The Border Collie is a genius dog.  It ranks as the smartest dog breed in the world. They are smart enough to outwit their owners unless they keep on the top of their game. My neighbor’s Border Collie (named Plato, of course since Aristotle has too many syllables) routinely beat me at soccer.  And, it had so much more stamina than I did.

The Romans brought dogs with them during their invasions of Britain, which were finally accomplished in 43.  As the Roman empire crumbled, the pesky Vikings saw their own chances to invade and plunder.  They also brought along their dogs.    They were interbred (the dogs, not the Romans and Vikings, although that may have also happened).  Then some local Scottish sheepdogs got in on the fun and thus the Border Collie.

Border Collies have been bred over the centuries for their intelligence and herding abilities.  This was so successful that the Border Collie is one brilliant dog, the smartest dog in the world.  They are also one of the best herding dogs.  However, they were once beaten in a herding competition,  or so I am told, by a pig named Babe.

Border collies were bred to respond to a combination of vocal commands and whistles, which makes them excellent sheepdogs. Border Collies also excel in sport agility contests.   In colder climates, they work on sled dog teams that are very competitive in middle distance races.

Size of Border Collies

Border Collies are medium-sized dogs weighing about 20 lbs to 25 lbs.  They stand in height ranging from 18 to 22 inches, depending on gender. They have a coat that is usually black and white. Some other color variations include black, red, and chocolate tricolors.  There is also a very rare Australian red. Their ears are partly erect, similar to other collies.  However, the border collie’s snout is not as long, which makes their face look similar to the Australian Shepherd.

These dogs are more popular as working dogs than show dogs have left some leeway in the rules of coloring.  Border Collies are most commonly black and white. Some have multiple colors, and their coat is of two distinct lengths, short and long. Both lengths require some grooming, although these dogs are fairly capable of keeping themselves well-groomed.

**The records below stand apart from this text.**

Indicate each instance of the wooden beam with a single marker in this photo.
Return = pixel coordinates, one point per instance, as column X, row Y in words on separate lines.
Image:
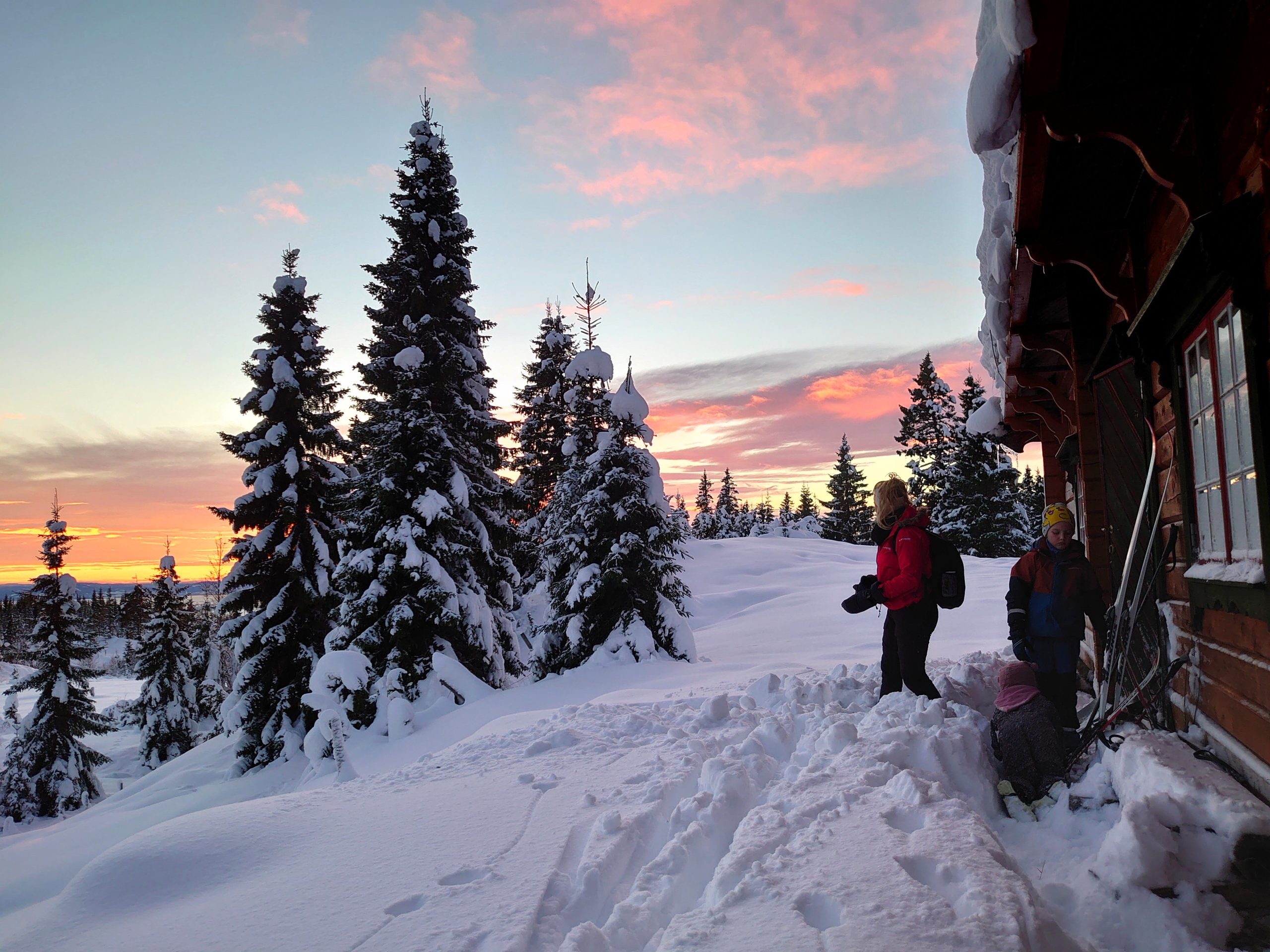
column 1121, row 122
column 1099, row 254
column 1056, row 342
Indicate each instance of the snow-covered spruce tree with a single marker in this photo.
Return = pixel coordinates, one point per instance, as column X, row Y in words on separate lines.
column 615, row 554
column 680, row 511
column 806, row 504
column 705, row 526
column 981, row 509
column 168, row 706
column 926, row 433
column 785, row 515
column 540, row 456
column 850, row 513
column 727, row 508
column 280, row 602
column 49, row 770
column 427, row 559
column 1032, row 494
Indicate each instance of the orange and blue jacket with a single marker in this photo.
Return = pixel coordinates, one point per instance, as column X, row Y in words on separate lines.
column 1053, row 591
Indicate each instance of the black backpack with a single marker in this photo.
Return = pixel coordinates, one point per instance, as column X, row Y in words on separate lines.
column 947, row 584
column 948, row 573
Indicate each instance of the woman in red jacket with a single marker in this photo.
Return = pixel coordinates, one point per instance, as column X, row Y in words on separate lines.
column 901, row 584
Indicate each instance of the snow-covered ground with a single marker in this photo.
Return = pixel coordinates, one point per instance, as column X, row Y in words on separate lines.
column 761, row 799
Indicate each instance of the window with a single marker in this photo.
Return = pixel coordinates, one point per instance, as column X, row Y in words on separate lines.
column 1221, row 440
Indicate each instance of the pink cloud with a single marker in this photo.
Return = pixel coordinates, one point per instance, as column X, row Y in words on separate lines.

Make sure to keep their coat free of tangles and mats. The Border Collie will shed its coat twice a year. As most of these dogs spend a good deal of time outside, it should be checked regularly for ticks, especially around the ears.

Health Issues

The Border Collie is subject to health issues, as are other purebred dogs.  This breed can, for example, suffer from epilepsy and cataracts. The dogs bred as show dogs are especially prone to various genetic problems.  Be sure you get your Border Collie from a reputable breeder.  They are more likely to take care of reducing hereditary defects.